Taking the Initiative
Posted by Kent Scheidegger
Officer Larry Lasater of the Pittsburg, California Police Department would have been 44 today. The thug who gunned him down sits on California's death row. He has been there six years with no end in sight. Regrettably, the California Legislature is run by people who care more about murderers than victims and who have repeatedly killed the reforms needed to complete these cases in a reasonable time.
Today an initiative was filed with the California Attorney General to take the reform question directly to the people. If the requisite number of signatures can be gathered, it will be on the ballot in the November 2014 election.
Drafted by a committee including yours truly, it will, if approved, fix the key problems that are actually wrong with current law, not to be confused with the intentional misdiagnosis of the majority report of John Burton's stacked commission.
I will have a full paper later explaining the reforms, what is actually wrong, and why these reforms will fix what is actually wrong.
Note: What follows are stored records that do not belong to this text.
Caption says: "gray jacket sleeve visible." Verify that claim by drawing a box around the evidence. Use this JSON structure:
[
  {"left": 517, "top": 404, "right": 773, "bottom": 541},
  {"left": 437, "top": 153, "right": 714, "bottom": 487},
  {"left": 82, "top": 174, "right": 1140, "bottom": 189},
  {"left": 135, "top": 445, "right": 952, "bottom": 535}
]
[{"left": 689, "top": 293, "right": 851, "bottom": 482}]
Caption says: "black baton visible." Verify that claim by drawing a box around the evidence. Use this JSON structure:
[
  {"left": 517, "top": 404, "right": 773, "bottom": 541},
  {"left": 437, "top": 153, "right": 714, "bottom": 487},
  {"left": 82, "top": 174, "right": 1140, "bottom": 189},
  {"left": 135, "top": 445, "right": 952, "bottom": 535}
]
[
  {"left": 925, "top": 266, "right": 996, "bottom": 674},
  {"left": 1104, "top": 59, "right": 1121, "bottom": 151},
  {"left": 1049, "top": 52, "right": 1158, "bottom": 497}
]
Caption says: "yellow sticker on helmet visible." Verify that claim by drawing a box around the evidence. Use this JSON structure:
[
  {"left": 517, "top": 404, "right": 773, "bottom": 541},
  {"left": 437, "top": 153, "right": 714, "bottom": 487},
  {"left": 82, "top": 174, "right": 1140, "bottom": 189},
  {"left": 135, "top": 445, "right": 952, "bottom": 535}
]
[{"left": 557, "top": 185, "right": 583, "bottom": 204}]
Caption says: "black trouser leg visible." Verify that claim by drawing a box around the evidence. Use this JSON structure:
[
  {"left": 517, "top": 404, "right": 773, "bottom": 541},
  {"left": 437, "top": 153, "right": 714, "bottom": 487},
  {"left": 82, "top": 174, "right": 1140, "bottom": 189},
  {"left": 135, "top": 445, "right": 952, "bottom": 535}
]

There is little doubt that the people will vote for reform if given the choice between reform and the status quo. Last year, given the unpalatable choice of repeal versus the status quo, a majority voted to keep the death penalty despite a massive funding advantage for the other side. Given a choice between the status quo and a set of reforms that will make the death penalty effective and save taxpayer dollars at the same time, a landslide is likely.